Our study has several limitations that must be considered while interpreting the findings. We examined only older Americans, who were Medicare beneficiaries. Therefore, these findings can be generalized only to Americans 65 years or older; however, this patient population is at high risk of dementia. We examined the most commonly used ULTs: allopurinol and febuxostat. Because few patients received doses higher than 300 mg/day (real-world practice), we were unable to examine the association with higher allopurinol doses (that is, 600 mg/day). We conducted propensity-matched analyses to avoid channeling bias, and most variables matched very closely in propensity-matched cohorts. We included several potential confounders to reduce the risk of confounding bias; however, residual confounding is still possible. Misclassification bias is possible for dementia; however, we used validated codes for dementia [31] shown to have high accuracy [30]. These codes have been used in studies using Medicare claims data [29] and are used in the Quan-Charlson index [28], a very commonly used comorbidity index in research studies. Sensitivity analyses performed by limiting ourselves to one specific code for dementia (290.xx), as in the Charlson-Deyo index, confirmed the findings in the main analysis. Our study was not designed to answer the following questions, which need to be answered by future studies: (1) can allopurinol or febuxostat reduce the progression of cognitive decline in patients with early dementia, (2) does the comparative effectiveness of allopurinol versus febuxostat differ by the type of dementia (that is, Alzheimer’s versus vascular dementia), and (3) does the extent of lowering of serum urate correlate with the prevention of dementia and differ for the types of dementia?

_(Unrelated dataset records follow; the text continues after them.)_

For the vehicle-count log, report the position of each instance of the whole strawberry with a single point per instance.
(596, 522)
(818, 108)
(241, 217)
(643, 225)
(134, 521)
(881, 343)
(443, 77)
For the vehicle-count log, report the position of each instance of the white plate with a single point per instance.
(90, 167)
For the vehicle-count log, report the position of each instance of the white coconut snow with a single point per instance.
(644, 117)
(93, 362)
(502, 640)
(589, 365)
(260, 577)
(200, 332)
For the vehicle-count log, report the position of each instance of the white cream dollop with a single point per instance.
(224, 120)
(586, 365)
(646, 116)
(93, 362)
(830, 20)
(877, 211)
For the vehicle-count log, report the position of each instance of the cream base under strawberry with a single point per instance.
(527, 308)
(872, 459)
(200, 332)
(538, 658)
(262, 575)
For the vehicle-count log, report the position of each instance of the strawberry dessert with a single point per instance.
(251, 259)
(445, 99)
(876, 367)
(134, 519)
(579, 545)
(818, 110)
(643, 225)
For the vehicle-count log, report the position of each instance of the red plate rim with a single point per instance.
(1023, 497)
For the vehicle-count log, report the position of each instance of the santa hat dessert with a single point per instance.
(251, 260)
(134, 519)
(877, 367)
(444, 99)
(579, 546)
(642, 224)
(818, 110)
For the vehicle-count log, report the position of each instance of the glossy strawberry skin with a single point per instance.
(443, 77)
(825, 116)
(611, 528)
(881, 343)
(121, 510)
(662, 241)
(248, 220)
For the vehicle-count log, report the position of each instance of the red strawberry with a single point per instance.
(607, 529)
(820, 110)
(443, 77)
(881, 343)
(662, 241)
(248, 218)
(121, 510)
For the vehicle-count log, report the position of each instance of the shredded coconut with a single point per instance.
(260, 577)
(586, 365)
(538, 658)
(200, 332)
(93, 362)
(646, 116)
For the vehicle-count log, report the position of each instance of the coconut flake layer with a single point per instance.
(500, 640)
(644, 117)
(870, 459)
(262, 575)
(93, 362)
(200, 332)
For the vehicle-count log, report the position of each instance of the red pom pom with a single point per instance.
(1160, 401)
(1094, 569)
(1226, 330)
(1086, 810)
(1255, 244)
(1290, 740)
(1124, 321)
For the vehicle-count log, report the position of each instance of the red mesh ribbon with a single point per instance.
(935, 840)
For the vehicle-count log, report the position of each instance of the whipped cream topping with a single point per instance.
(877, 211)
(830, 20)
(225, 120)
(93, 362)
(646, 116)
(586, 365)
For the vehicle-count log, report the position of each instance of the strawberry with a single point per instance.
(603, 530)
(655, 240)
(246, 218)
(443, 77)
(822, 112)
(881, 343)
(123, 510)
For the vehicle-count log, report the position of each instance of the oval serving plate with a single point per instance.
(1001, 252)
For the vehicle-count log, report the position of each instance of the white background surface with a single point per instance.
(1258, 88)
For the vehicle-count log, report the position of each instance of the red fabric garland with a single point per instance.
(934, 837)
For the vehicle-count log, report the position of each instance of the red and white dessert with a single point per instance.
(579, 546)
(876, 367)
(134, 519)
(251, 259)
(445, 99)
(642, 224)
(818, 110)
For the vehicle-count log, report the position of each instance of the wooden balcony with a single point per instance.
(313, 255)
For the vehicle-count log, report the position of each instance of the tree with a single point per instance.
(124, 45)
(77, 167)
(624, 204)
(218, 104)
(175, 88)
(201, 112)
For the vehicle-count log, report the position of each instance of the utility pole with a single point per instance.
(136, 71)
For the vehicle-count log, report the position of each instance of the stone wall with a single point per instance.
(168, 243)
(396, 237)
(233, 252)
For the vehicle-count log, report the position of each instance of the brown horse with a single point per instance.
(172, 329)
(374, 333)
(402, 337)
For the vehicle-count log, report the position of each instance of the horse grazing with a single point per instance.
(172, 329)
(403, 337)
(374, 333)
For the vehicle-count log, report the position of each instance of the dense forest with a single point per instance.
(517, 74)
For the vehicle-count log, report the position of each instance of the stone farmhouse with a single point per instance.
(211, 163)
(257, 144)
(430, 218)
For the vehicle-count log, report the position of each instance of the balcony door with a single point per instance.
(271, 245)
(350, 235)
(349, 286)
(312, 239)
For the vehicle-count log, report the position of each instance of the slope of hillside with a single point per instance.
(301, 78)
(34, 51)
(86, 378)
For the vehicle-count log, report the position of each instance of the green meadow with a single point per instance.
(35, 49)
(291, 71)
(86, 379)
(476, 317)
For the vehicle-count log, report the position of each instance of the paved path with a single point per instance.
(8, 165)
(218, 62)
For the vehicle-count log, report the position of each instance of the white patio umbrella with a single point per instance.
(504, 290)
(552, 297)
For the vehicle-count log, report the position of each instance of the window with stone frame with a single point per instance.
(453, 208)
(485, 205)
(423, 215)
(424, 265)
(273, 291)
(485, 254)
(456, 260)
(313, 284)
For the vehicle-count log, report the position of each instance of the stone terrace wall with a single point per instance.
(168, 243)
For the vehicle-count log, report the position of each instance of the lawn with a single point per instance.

Our study has several strengths. We used a new (allopurinol/febuxostat) user design and required all patients to be free of dementia at baseline for a rigorous study design. We examined a representative national sample of the older adults in the US, adjusted for important confounders and covariates, and conducted sensitivity analyses to make sure our results were robust.

Conclusions

We found that, compared with lower allopurinol dose (<200 mg/day), higher allopurinol doses and febuxostat 40 mg/day were associated with a lower risk of a new diagnosis of dementia. This association does not imply causation. This finding provides a rationale for the use of therapeutic allopurinol doses for treatment of conditions such as gout, with an added potential benefit of lower risk of dementia. Mechanistic studies are now needed to better understand how and why this ULT dose-related benefit of reduction of risk of dementia occurs.